If I learned one thing growing up in the Chicago suburbs, it’s that lazy people are really, really frowned upon. Being worth something meant you did something. You contributed; to the house, the team, the school, the community. Willingly making your own life harder so that someone else’s could be easier was the altruistic myth that hard work was built on. What it truly does, though, better than anything else and in the most feel-good sense, is separate us away from ourselves. Productivity is such an alluring and adored form of suicide.
Time alone with yourself, undistracted, is rife with unease. Stillness makes you feel bad. Like you’re not doing enough. Wasting time and potential is not the deed of doers.
I am a product of the 1980’s. Of my father, Reaganism, labor disputes, and clawing our way to stay within the middle class. I did not realize the luxury of having brand-name snacks until my cousin made a confession decades later. We earned those Capri Suns with daily chores lists written on paper plates and taped to the kitchen cabinets. It served as our reminder in the place of food that we were expected to earn our keep.
Amidst the industry of blue-collar realism, my imagination managed to keep its heartbeat. Movies and television and stories kept me amazed and raised the bar of possibility. It was the presentation of ideas that made them most compelling. I remember tearing up at the following scene in The Neverending Story. Though the animatronics are almost laughable now, the sincerity made me believe every word:
The Nothing, the wolf explained, was the absence of human hopes and dreams. I couldn’t envision anything worse. To circumvent this fate and also be a productive member of the household/society, I learned to do my best conjuring while I performed monotonous labor. Picking trimmed leaves out of the lava rocks during the summer, before headphones and music were necessary, was just the right job in just the right environment for me to create my own stories and keep me working until the sun went down.
The sooner you finished something, the sooner you could start on the next. The goal was to work hard now so you could you could relax later. What they didn’t tell you is that the relaxing never really came. It was just sleep, a necessary recovery so you can get up the next day and hop right back into being a productive citizen.
During my teenage years, the biggest headline around was Michael Jordan, and I played basketball, so it made sense to emulate his success. I went to camps and hustled boys at the playground. I studied footwork from games taped on TV. I noted how they took up and created space. How I practiced tossing the ball against the backboard and alley-ooping it to myself. I was building my own narrative. I was becoming that which I thought I was best at.
This repeated and intensified with rugby in college. You’re good at this. Get a plane ticket. We’ll give you this jacket. You’ll represent your country. What on earth could be a more honorable duty?
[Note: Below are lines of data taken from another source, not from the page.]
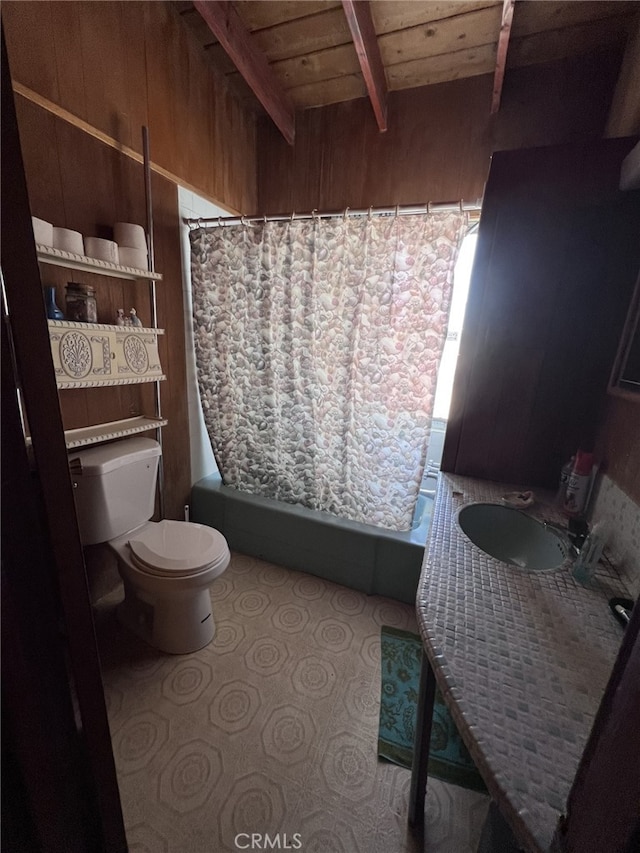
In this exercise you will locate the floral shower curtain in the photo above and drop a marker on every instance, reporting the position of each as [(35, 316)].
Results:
[(318, 343)]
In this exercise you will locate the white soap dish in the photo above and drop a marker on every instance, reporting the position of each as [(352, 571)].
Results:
[(519, 500)]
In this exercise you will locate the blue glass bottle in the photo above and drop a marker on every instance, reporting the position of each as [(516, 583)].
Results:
[(53, 312)]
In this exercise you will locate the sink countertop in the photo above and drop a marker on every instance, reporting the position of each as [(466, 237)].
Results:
[(521, 658)]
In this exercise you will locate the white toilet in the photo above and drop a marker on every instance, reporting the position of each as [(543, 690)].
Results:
[(166, 566)]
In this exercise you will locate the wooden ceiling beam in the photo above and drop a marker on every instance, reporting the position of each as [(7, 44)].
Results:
[(501, 58), (224, 22), (358, 14)]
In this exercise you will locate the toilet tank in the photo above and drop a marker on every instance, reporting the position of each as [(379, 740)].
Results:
[(115, 491)]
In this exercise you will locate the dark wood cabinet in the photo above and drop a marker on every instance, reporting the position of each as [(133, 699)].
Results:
[(557, 260)]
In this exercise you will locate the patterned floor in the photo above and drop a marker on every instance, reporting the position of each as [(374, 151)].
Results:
[(272, 729)]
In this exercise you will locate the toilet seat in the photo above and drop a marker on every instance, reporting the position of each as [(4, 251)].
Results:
[(178, 549)]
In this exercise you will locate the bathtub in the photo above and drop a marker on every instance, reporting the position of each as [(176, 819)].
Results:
[(370, 559)]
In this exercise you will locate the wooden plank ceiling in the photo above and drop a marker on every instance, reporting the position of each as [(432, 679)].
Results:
[(309, 46)]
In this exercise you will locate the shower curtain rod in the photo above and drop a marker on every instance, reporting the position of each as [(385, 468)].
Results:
[(398, 210)]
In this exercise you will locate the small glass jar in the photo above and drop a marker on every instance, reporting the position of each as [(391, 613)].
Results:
[(81, 303)]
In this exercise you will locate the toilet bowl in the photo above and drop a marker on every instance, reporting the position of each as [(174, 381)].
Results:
[(166, 566)]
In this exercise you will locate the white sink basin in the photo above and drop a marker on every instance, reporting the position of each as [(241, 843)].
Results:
[(513, 537)]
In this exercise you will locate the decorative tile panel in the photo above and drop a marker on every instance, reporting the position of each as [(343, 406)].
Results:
[(621, 516), (521, 658), (93, 354)]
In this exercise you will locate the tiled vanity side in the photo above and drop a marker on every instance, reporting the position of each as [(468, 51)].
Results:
[(622, 518)]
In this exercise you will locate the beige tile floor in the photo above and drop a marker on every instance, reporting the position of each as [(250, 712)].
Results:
[(271, 729)]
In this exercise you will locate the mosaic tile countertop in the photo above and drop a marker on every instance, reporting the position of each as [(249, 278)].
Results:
[(522, 659)]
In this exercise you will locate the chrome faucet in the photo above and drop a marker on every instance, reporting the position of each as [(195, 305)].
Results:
[(576, 532)]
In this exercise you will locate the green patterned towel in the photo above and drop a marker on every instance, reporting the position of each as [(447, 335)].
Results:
[(449, 758)]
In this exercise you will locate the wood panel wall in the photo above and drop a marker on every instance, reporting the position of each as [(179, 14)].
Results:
[(555, 267), (440, 138), (90, 191), (618, 444), (91, 75), (121, 65)]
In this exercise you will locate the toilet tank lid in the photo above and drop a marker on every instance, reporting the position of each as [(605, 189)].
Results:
[(107, 457)]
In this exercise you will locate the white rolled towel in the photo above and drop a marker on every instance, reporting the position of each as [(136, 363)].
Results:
[(131, 235)]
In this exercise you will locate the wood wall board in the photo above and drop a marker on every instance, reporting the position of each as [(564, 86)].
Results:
[(68, 56), (340, 158), (618, 444), (88, 201), (135, 63), (34, 62), (555, 263), (556, 103), (536, 17), (152, 38), (554, 44), (43, 160), (103, 70), (624, 116)]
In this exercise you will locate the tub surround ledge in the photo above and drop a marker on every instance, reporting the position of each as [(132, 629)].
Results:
[(521, 658)]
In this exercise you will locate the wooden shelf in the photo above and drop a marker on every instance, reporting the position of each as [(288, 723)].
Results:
[(58, 258), (103, 327), (108, 431)]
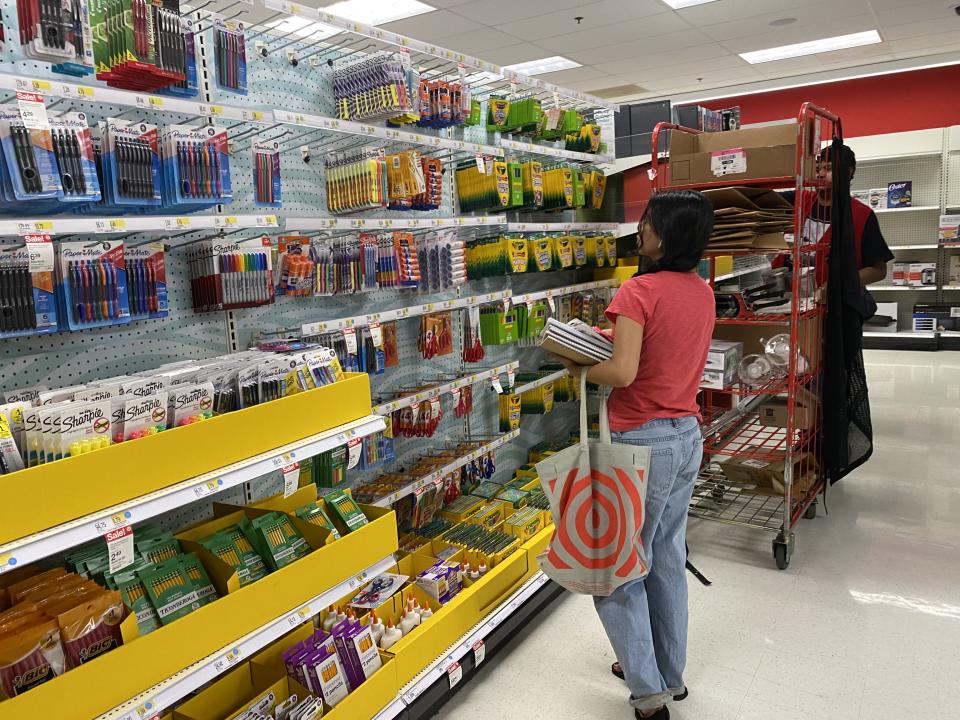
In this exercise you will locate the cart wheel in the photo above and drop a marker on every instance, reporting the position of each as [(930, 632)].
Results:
[(781, 553)]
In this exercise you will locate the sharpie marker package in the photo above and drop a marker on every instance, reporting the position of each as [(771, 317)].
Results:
[(30, 167), (196, 166), (131, 163), (73, 148), (93, 284), (147, 280), (27, 301)]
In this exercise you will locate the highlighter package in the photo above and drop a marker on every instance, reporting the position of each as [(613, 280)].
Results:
[(147, 280), (196, 167), (27, 300), (92, 277)]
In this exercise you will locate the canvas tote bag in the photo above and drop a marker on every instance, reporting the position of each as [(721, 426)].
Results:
[(597, 491)]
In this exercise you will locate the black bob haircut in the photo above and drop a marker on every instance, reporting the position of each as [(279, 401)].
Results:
[(683, 219)]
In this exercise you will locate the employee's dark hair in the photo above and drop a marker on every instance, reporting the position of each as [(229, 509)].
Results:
[(683, 219), (848, 158)]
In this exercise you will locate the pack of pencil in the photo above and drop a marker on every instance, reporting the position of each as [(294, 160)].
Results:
[(92, 277), (147, 280)]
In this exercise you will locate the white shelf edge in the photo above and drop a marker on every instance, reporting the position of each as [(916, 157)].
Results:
[(161, 696), (527, 387), (436, 51), (114, 225), (561, 227), (354, 223), (62, 537), (534, 149), (438, 668), (412, 487), (445, 389)]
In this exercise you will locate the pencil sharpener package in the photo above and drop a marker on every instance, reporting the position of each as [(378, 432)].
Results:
[(131, 163), (93, 284), (27, 300), (30, 167), (196, 166), (266, 174), (229, 40), (147, 280)]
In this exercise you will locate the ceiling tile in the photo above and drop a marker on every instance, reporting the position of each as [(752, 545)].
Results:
[(595, 15), (630, 31), (436, 26), (498, 12)]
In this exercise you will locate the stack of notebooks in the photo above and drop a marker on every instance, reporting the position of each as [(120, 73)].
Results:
[(748, 218), (576, 341)]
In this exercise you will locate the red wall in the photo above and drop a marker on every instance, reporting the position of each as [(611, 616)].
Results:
[(915, 100)]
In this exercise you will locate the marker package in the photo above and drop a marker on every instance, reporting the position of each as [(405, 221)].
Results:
[(27, 300), (196, 166), (229, 40), (93, 284), (73, 148), (147, 280), (131, 163), (57, 31), (30, 167), (266, 174)]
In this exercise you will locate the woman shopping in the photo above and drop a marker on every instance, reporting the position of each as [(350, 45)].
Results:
[(663, 321)]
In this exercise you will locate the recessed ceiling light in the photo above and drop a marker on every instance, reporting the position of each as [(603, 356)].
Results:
[(378, 12), (840, 42), (544, 65), (680, 4)]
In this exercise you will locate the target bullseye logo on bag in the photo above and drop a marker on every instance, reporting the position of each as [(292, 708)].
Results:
[(597, 491)]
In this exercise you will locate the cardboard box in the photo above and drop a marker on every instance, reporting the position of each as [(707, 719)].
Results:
[(734, 155)]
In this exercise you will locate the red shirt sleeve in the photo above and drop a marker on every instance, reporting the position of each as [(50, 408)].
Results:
[(635, 300)]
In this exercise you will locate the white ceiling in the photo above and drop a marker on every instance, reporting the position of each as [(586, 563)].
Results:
[(669, 52)]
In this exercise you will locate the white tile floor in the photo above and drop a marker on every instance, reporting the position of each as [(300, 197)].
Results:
[(865, 624)]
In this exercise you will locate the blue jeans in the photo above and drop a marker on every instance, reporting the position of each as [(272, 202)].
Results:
[(646, 620)]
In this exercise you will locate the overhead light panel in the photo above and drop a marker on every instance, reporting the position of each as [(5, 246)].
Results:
[(680, 4), (840, 42), (545, 65), (378, 12)]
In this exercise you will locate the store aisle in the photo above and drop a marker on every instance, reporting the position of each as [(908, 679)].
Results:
[(864, 624)]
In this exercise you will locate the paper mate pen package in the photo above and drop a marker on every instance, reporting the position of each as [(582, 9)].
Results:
[(147, 280), (190, 403), (92, 277), (27, 300), (131, 163), (196, 166), (29, 163), (73, 149)]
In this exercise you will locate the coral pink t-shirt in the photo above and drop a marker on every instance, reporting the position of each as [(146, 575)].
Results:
[(677, 313)]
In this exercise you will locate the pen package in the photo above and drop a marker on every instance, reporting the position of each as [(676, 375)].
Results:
[(93, 284), (73, 149), (131, 163), (229, 41), (30, 167), (196, 166), (147, 280), (27, 300), (266, 174)]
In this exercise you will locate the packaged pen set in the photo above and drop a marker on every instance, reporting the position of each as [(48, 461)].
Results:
[(139, 44), (227, 273), (58, 32)]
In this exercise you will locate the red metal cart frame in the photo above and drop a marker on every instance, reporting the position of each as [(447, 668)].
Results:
[(732, 427)]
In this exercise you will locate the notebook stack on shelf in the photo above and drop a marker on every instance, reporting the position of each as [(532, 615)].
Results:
[(576, 341)]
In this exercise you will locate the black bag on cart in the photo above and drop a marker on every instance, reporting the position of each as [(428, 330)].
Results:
[(847, 430)]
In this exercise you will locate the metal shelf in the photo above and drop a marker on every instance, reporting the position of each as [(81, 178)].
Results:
[(438, 390), (63, 537), (137, 224), (163, 695), (449, 468)]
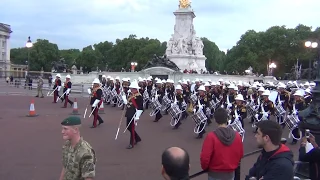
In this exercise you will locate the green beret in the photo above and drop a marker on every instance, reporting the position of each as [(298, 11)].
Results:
[(71, 121)]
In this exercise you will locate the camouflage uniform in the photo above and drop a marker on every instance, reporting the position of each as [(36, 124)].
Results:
[(79, 162)]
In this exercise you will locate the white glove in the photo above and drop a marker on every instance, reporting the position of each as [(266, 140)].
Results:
[(95, 103), (124, 98), (294, 112), (265, 114), (138, 114)]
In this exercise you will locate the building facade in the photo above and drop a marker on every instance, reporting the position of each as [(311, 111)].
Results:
[(5, 32)]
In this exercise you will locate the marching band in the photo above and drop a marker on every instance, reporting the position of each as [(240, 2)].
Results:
[(256, 101)]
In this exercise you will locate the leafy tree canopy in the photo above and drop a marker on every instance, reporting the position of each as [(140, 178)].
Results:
[(256, 49)]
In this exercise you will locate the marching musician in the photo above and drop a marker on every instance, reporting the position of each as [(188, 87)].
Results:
[(134, 110), (96, 101), (203, 103), (258, 98), (197, 85), (186, 91), (141, 85), (230, 96), (241, 109), (149, 89), (266, 108), (56, 87), (284, 97), (308, 96), (104, 81), (169, 89), (209, 112), (111, 87), (160, 93), (297, 105), (117, 86), (108, 81), (66, 92), (180, 100), (242, 90), (125, 89)]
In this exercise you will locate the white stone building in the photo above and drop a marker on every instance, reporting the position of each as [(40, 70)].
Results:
[(5, 31)]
I chased my own tail until my legs gave out. Being rendered inactive made me both worthless and terrified. The me I knew and that others were interested in withered away and died. Left alone with my thoughts amidst the rubble, the only thing that made sense was to start re-stacking blocks. The lava rocks could cover up the leaves. It was reassuring to rediscover that what was tedious could be made alluring and puzzle-like.
Putting myself through rehab made fixing synonymous with finishing. I became adept at noticing what needs to be done. Undone now had a connotation of broken, and held even more impetus to be unceasing. With myself and my surroundings, both personal and inanimate, I became a machine of pursuit and completion.
In aggrandizing the Sisyphean task of finding and solving problems, I shortchanged my sense of wonder and curiosity.
By narrowing my world to a to-do list, I missed what was already good and fascinating. Fineness was replaced with potential improvements. I was never content. I rarely considered my place in space in the moment. I had forgotten how to appreciate all that already existed around me.
Clouds changed color if looked at long enough at the right angle. They spun and teased and reached into ever-newer shapes. Painted lines on the horizon. The way light filters into the living room at a certain time of day. Sitting in the tall grass that doubles as a parking lot when the fair comes to town. It could be a jungle of tranquility and a savoring of the senses if you let it.
Slowing down allows you to experience life differently. It makes you realize that the rules and codes that you live by are self-imposed, and though they might have helped you get where you are, perhaps there is a better method to enjoy all that you have come to set in place. Stuck for so long in the busyness of avoiding what I don’t want to be, I have not given myself the time to consider who I am. I can describe the phases of evolution, but not the being who exists in the current one.
The most accurate depiction I can come up with is that I am nothing. No thing, which translates to any thing, or conceivably, every thing. I have long since moved apart from a clipboard of tasks, but I have yet to live my life without one. I want the freedom and permission to exist harmoniously in an extreme without the gnawing guilt to reside more in-between. To let the situation or opportunity dictate the terms, and follow where it leads.
The day is near that having nothing to do isn’t painful to me. Where I don’t stress from my lack of stress. When I can revel in rest as much as I can feel accomplished in work. (I dare not use the precarious word ‘balance’, because even it needs pondering time for distinction.). Like most necessary transformations, the struggle starts to lessen when you make yourself open to disruption and discomfort. Without exposure to a contrarian existence, the best parts of you might be cheerfully withering away.